🤖 AI Summary
Large-scale labels automatically generated by multimodal foundation models (e.g., CLIP, LLaVA) lack ground-truth annotations; existing evaluation methods rely on limited metrics or small-sample inspections, hindering detection of latent errors—especially in open-vocabulary image segmentation.
Method: We propose the first human-in-the-loop visual analytics framework tailored for this task. It integrates multimodal output analysis, visual clustering-based diagnosis, interactive label correction, and an expert feedback loop to enable fine-grained quality assessment and iterative refinement.

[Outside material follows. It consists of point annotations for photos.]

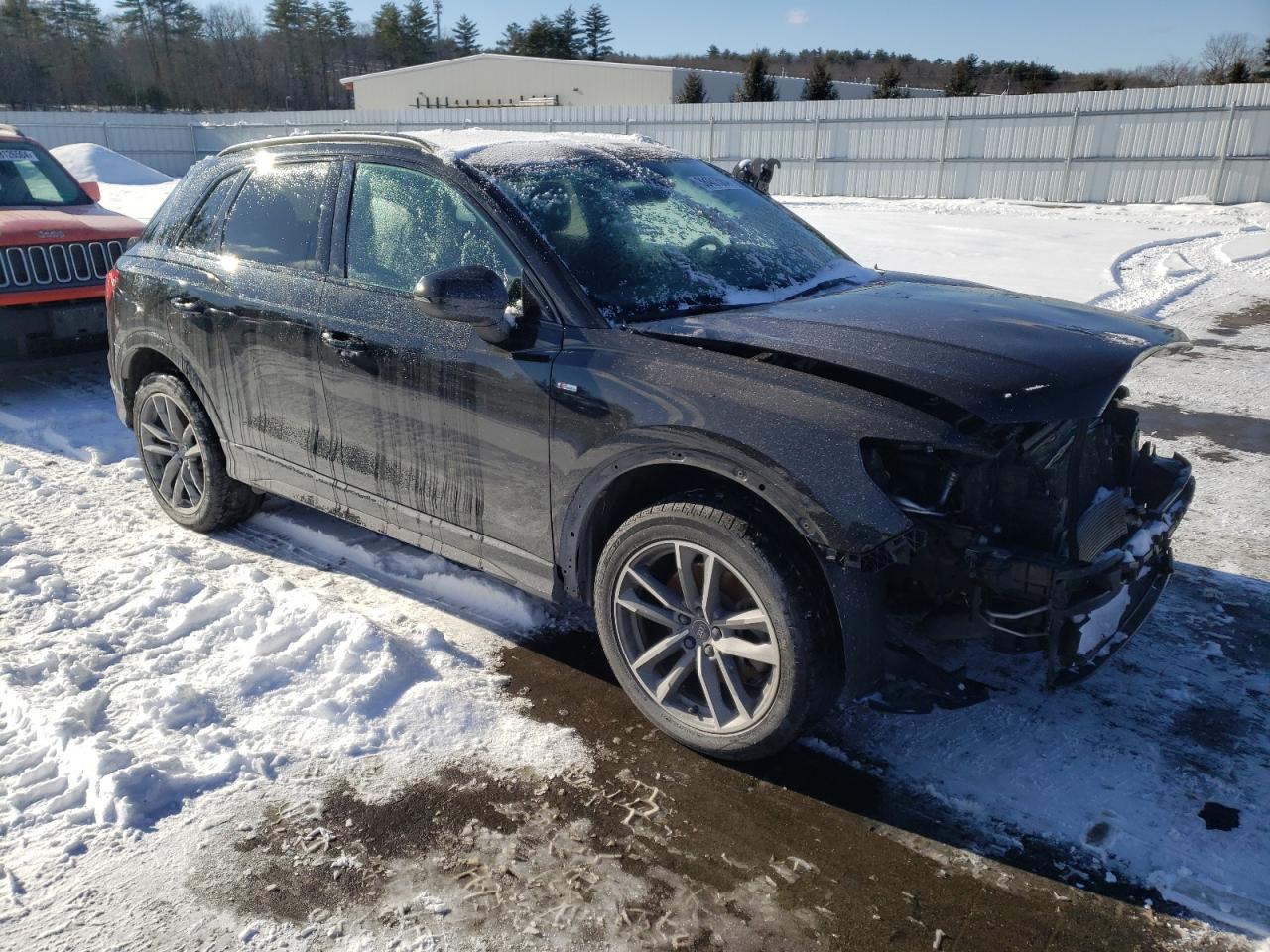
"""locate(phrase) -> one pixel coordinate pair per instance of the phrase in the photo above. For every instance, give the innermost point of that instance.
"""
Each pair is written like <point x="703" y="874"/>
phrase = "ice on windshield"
<point x="649" y="232"/>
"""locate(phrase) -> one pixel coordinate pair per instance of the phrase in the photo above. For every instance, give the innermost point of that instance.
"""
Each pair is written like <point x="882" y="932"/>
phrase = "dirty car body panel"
<point x="952" y="453"/>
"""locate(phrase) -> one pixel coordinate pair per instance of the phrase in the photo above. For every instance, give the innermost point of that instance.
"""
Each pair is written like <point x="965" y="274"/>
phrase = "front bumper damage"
<point x="1080" y="613"/>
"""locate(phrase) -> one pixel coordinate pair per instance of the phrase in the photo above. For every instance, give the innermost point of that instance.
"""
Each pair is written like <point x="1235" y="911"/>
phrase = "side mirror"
<point x="470" y="294"/>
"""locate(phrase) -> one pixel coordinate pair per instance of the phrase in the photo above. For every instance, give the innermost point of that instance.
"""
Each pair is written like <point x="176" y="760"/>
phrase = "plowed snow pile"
<point x="89" y="162"/>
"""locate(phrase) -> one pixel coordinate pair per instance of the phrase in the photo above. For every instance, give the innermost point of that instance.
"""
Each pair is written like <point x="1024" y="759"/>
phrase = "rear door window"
<point x="278" y="216"/>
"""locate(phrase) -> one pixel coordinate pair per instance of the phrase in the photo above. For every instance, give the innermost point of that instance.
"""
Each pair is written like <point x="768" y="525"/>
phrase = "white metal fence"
<point x="1138" y="145"/>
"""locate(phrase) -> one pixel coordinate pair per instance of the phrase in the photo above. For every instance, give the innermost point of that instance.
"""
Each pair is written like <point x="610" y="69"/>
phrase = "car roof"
<point x="458" y="144"/>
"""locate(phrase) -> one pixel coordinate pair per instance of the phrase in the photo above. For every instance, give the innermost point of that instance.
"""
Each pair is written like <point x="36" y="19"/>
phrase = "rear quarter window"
<point x="203" y="232"/>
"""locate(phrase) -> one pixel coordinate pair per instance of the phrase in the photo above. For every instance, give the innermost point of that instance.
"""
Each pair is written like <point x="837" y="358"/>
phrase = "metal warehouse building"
<point x="498" y="79"/>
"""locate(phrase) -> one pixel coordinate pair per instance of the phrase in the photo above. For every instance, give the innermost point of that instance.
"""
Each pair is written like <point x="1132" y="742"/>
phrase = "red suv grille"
<point x="68" y="264"/>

Contribution/Results: By introducing visual analytics into the quality assurance pipeline for auto-generated labels, our approach overcomes the limitations of purely quantitative or sampling-based validation. Evaluated on two benchmark datasets, it significantly improves downstream task performance while enabling efficient identification of systematic labeling errors and enhancing model generalization.
📝 Abstract
The advances in multi-modal foundation models (FMs) (e.g., CLIP and LLaVA) have facilitated the auto-labeling of large-scale datasets, enhancing model performance in challenging downstream tasks such as open-vocabulary object detection and segmentation. However, the quality of FM-generated labels is less studied as existing approaches focus more on data quantity over quality. This is because validating large volumes of data without ground truth presents a considerable challenge in practice. Existing methods typically rely on limited metrics to identify problematic data, lacking a comprehensive perspective, or apply human validation to only a small data fraction, failing to address the full spectrum of potential issues. To overcome these challenges, we introduce VISTA, a visual analytics framework that improves data quality to enhance the performance of multi-modal models. Targeting the complex and demanding domain of open-vocabulary image segmentation, VISTA integrates multi-phased data validation strategies with human expertise, enabling humans to identify, understand, and correct hidden issues within FM-generated labels. Through detailed use cases on two benchmark datasets and expert reviews, we demonstrate VISTA's effectiveness from both quantitative and qualitative perspectives.